When assessing the pancreas, the size of the different parts (head, body, and
tail) and their harmonic relation, contour, echogenicity of the pancreatic
parenchyma, and the diameter of the pancreatic duct are evaluated [6 ].
Complete assessment of the whole pancreatic organ is essential for detecting and
excluding a pancreatic pathology. Particular attention should be directed to
ductal changes, which may be the result of aging processes of the parenchyma
[1 ]
[3 ] as well as early signs of chronic pancreatitis and especially
neoplastic pancreatic lesions, including pancreatic ductal adenocarcinoma (PDAC)
and its important differential diagnoses [36 ]
[37 ]
[38 ]
[39 ]
[40 ].
Pancreatic size and volume
Pancreatic size and volume
The head of the pancreas is imaged in transverse and longitudinal sections. The
transverse diameter and the anteroposterior diameter are measured at the head of the
pancreas in its largest dimensions [6 ]
[41 ]
[42 ]
[43 ]
[44 ]
[45 ]
[46 ]. The pancreatic body is
viewed in a transverse section. The most reproducible and, therefore, reliable point
is measured at the level of the superior mesenteric artery anteroposterior from the
ventral to the dorsal contour [6 ]
[42 ]
[43 ]
[45 ]. For the tail, the maximal
orthogonal diameter is evaluated with the probe in the 10th to
11th intercostal space in the anterior axillary line [6 ]
[13 ]
[42 ]
[43 ]
[45 ].
Treiber et al. conducted a retrospective study establishing reference values for the
pancreatic head, body, and tail based on 921 patients (443 males, 478 females, aged
41±13 years old) without pancreatic disease. The pancreatic head and body were
measured from ventral to dorsal, and the tail was measured perpendicular to the main
axis of the pancreas. Normal values (5th and 95th percentile)

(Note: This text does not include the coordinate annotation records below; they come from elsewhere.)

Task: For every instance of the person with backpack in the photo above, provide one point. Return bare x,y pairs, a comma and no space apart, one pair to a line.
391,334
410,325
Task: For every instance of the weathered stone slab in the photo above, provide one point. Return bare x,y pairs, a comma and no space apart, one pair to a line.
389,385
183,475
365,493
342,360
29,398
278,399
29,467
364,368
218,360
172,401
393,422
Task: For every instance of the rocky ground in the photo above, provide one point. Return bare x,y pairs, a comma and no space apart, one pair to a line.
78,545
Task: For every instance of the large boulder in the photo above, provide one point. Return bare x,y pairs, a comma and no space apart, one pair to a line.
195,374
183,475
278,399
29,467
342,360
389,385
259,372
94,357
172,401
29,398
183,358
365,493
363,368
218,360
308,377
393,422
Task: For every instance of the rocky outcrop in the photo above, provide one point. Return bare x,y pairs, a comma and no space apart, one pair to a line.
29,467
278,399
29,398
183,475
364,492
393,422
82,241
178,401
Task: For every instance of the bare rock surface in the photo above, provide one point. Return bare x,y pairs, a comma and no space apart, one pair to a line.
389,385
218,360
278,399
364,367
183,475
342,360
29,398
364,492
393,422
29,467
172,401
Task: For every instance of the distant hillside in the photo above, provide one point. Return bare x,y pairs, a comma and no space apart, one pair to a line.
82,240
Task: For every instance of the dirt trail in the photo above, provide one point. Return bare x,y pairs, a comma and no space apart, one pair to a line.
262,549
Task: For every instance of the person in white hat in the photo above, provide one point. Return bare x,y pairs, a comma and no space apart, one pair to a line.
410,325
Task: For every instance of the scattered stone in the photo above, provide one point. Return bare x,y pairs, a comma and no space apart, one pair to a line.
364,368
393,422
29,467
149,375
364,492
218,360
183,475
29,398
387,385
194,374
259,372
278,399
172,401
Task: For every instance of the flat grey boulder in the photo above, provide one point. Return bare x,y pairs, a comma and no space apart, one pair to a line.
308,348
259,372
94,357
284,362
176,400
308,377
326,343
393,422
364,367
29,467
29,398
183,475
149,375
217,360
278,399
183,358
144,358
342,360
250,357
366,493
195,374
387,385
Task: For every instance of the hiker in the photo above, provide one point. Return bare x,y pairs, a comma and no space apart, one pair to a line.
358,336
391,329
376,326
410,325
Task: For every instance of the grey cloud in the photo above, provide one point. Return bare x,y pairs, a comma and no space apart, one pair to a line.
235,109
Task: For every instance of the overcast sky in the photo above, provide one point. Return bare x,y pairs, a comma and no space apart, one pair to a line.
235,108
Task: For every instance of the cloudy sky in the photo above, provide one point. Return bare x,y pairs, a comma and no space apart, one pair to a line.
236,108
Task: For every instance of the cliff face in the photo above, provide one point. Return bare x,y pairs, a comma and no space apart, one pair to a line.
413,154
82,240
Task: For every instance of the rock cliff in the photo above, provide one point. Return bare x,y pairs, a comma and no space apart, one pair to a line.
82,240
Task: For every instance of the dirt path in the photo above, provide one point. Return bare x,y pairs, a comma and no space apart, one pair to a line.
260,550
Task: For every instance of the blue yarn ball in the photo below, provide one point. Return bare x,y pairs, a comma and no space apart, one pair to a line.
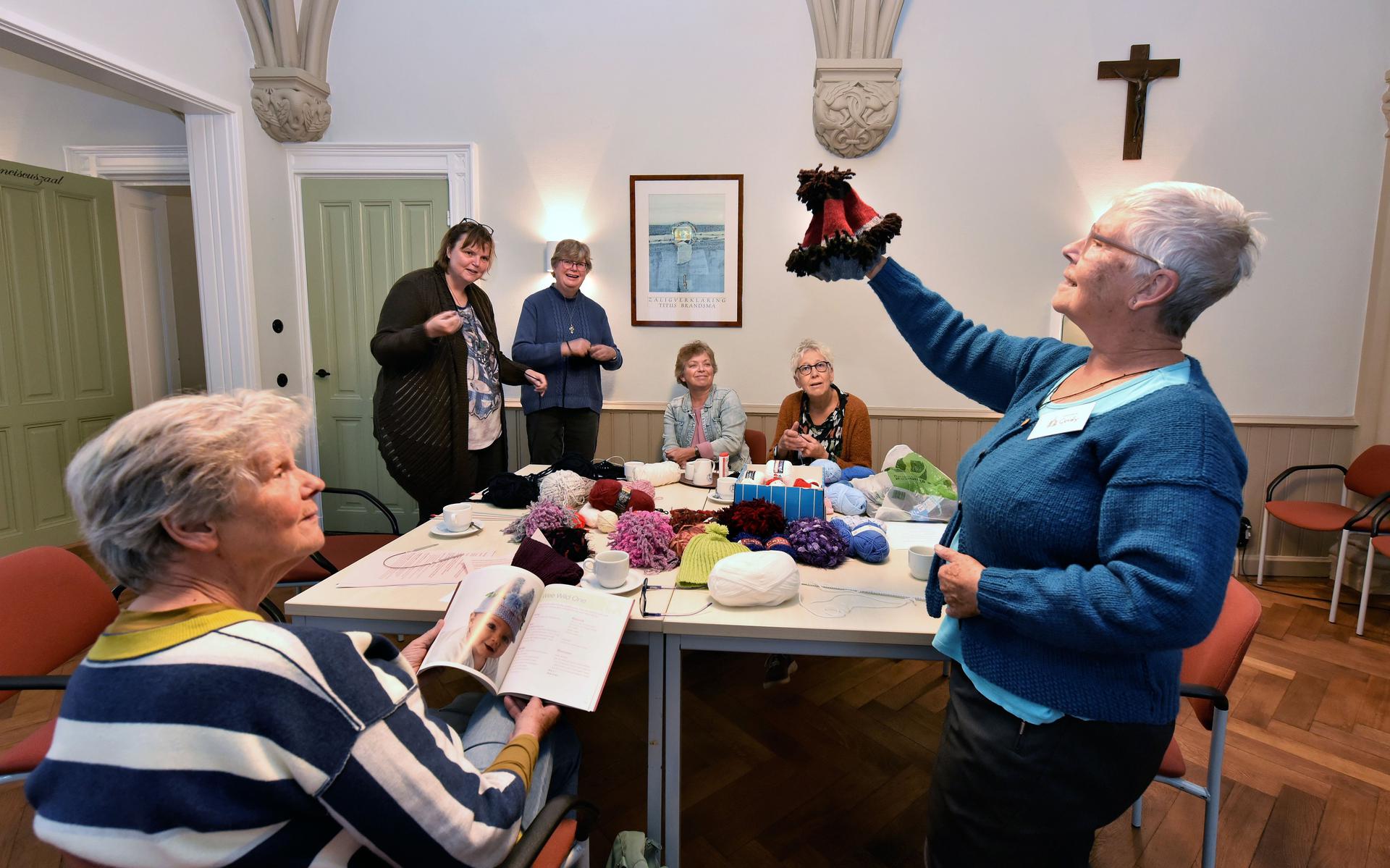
829,471
847,500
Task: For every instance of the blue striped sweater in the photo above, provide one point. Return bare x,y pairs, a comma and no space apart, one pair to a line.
219,739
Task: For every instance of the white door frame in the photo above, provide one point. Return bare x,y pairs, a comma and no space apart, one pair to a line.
455,161
216,174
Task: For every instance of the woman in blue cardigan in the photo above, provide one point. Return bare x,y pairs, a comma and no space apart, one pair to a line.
1095,531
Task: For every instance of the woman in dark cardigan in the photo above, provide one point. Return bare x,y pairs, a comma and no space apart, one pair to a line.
438,407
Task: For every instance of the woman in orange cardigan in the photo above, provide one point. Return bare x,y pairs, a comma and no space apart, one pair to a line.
820,421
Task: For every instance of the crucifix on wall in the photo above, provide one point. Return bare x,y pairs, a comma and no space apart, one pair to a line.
1139,71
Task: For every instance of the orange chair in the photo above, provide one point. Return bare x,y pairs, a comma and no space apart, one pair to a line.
1370,476
1208,670
38,635
757,445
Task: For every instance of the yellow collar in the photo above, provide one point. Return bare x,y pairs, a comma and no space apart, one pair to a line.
139,633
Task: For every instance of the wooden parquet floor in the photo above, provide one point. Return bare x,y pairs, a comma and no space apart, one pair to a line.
833,770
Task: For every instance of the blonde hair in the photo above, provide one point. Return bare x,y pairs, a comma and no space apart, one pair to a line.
181,458
688,353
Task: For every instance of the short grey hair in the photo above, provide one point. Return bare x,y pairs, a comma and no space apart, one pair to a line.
1201,232
811,345
180,458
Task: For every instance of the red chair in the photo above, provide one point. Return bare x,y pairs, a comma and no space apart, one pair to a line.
1208,670
1370,476
38,633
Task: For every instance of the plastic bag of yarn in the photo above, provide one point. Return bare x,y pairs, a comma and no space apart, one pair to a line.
510,492
755,578
566,489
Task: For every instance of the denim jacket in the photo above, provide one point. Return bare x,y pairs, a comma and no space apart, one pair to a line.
725,422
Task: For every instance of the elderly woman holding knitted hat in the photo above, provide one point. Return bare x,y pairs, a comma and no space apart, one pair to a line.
1095,529
819,421
707,419
195,732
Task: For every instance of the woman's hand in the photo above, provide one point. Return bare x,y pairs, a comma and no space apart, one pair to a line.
444,323
681,454
415,653
534,718
959,578
537,380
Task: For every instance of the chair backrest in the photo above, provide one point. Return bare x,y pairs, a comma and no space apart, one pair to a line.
1370,475
52,605
757,445
1216,658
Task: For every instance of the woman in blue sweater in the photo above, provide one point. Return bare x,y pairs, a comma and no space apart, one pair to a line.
1095,531
565,336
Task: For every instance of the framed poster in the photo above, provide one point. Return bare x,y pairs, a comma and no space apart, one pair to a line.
687,249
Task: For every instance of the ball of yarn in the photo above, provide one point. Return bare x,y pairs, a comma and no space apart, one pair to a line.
817,543
566,489
847,500
612,496
684,536
542,515
829,471
570,542
757,516
510,492
867,539
646,539
660,473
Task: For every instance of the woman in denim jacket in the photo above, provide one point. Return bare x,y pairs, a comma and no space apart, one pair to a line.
708,419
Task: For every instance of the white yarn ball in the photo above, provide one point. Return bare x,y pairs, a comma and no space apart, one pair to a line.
754,579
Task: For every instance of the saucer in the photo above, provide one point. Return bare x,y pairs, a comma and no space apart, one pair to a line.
634,581
439,531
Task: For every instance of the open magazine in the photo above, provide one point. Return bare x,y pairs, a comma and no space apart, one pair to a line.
521,637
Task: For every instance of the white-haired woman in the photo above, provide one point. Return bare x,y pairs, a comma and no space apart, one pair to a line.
195,733
1095,529
819,421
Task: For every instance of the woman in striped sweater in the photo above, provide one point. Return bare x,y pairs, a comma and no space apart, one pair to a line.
195,733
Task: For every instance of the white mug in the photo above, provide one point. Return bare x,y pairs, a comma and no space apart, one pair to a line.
458,516
609,568
919,561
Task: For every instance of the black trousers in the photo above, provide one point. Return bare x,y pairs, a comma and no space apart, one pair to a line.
1007,793
486,462
554,431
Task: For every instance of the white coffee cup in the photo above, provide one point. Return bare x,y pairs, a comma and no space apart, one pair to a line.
458,516
919,561
609,568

were 2.2±0.49 cm (1.5–3.1) for the head, 1.1±0.32 cm (0.6–1.6 cm) for the body, and
2.1±0.49 cm (1.4–3.0) for the tail. The craniocaudal diameter was not reported. Body
height, weight, and BMI were positively correlated with pancreatic size, whereas age
only showed a significant correlation with the pancreatic head and body size.
Patients with chronic pancreatitis showed slightly but significantly larger
measurements than the average population. Mean differences were 3 mm at the head,
3
(male) respectively, 4 (female) mm at the body, and 2 mm at the tail. They concluded
that despite a statistically significantly enlarged pancreas size in chronic
pancreatitis, the mean absolute values were still 5–95% percentile in healthy
adults. Therefore, the clinical value of pancreatic measurement for the
differentiation of healthy or pathologic conditions remains unclear [42 ].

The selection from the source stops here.